Par contre, Simon Compaoré ne semble pas du tout content de ce qu’il considère comme un «jugement de valeur» qui est fait sur sa personne à propos de la passation du marché à Fadoul Technibois. En effet, dans le rapport, il est dit ceci : «Tout semble avoir été mis en œuvre pour qu’il (le marché) soit attribué à l’entreprise Fadoul Technibois». D’où son étonnement et sa frustration qui transparaissent de deux correspondances, qu’il a également parcourues pour l’auditoire. La première est une lettre officielle adressée au premier président de la Cour des comptes. «En effet, s’il est vrai qu’il y a eu des insuffisances dans l’organisation de l’appel d’offre, elles n’ont jamais été intentionnellement effectuées pour favoriser une quelconque entreprise… Je voudrais vous réaffirmer que je suis un élu pleinement conscient des enjeux que revêt l’utilisation des deniers publics et qui ne s’est jamais compromis avec qui que ce soit dans le cadre de ses obligations». La seconde, du 29 juillet 2005, Simon Compaoré l’a adressée au ministre de l’Administration territoriale de l’époque (Moumouni Fabré) qui, comme on le dit banalement, cherchait à comprendre. «Comme vous aurez à le constater dans mes deux lettres, j’ai répondu aux questions qui m’ont été posées en disant sincèrement comment les choses se sont passées. J’ai décidé également d’assumer toutes les erreurs et insuffisances constatées, et ce, en ma qualité de premier responsable de l’institution communale.
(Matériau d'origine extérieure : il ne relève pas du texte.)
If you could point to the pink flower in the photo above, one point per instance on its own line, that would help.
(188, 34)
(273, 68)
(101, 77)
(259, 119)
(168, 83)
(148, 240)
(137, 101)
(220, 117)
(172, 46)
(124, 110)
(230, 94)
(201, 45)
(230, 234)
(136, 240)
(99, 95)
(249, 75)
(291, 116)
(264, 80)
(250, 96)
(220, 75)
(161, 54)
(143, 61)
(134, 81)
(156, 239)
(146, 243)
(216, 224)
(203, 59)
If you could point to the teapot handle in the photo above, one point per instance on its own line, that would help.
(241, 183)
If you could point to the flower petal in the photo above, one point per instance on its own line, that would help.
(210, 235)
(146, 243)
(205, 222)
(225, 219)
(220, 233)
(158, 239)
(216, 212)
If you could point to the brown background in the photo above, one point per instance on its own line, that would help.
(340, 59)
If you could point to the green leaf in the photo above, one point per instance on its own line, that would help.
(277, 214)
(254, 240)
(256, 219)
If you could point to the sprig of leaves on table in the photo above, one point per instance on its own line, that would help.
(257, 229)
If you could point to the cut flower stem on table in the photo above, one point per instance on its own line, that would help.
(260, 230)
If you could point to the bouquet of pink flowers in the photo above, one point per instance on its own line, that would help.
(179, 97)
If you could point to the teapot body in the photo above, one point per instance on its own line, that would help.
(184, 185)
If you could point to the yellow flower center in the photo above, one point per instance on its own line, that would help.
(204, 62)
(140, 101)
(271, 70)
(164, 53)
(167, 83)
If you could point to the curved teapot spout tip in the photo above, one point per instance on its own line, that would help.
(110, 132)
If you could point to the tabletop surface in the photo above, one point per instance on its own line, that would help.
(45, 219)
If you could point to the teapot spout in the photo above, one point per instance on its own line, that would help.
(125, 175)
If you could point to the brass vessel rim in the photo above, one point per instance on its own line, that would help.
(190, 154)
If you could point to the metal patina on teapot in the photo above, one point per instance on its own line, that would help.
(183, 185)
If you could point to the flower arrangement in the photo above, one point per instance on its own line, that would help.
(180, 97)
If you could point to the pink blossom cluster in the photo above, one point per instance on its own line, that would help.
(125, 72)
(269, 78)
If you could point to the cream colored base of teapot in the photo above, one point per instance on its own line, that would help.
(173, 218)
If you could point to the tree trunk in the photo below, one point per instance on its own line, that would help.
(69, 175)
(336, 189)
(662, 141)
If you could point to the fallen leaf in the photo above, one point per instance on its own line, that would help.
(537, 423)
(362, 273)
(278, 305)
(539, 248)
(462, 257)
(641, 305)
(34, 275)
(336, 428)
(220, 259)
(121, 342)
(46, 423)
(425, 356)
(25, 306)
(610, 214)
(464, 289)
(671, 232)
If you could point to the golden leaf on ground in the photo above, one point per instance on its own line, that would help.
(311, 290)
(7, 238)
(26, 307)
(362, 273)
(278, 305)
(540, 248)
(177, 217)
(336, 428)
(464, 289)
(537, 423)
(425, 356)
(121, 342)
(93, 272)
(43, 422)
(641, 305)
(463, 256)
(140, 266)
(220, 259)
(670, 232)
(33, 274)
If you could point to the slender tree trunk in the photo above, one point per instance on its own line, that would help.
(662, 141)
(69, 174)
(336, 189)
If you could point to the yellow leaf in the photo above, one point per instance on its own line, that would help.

Il ne fait aucun doute qu’à l’avenir et sur les dossiers de cette même nature, les mêmes lacunes ne pourront se répéter. Par contre, je dois avouer mon étonnement et ma frustration au sujet des jugements de valeur qui sont faits par la Cour à mon endroit. Qu’on nous souligne les erreurs et insuffisances relevées dans le traitement du dossier, nous ne pouvons qu'en prendre acte, mais qu’au-delà, on veuille simuler ces insuffisances et erreurs relevées comme étant la preuve d’une volonté délibérée de favoriser une entreprise donnée, comme le fait le président de la Cour des comptes, je ne peux l’accepter. Il y va de mon honneur, et si telle est la conviction de la Cour, je suis prêt à en répondre devant la juridiction de jugement ; l’honneur n’a pas de prix».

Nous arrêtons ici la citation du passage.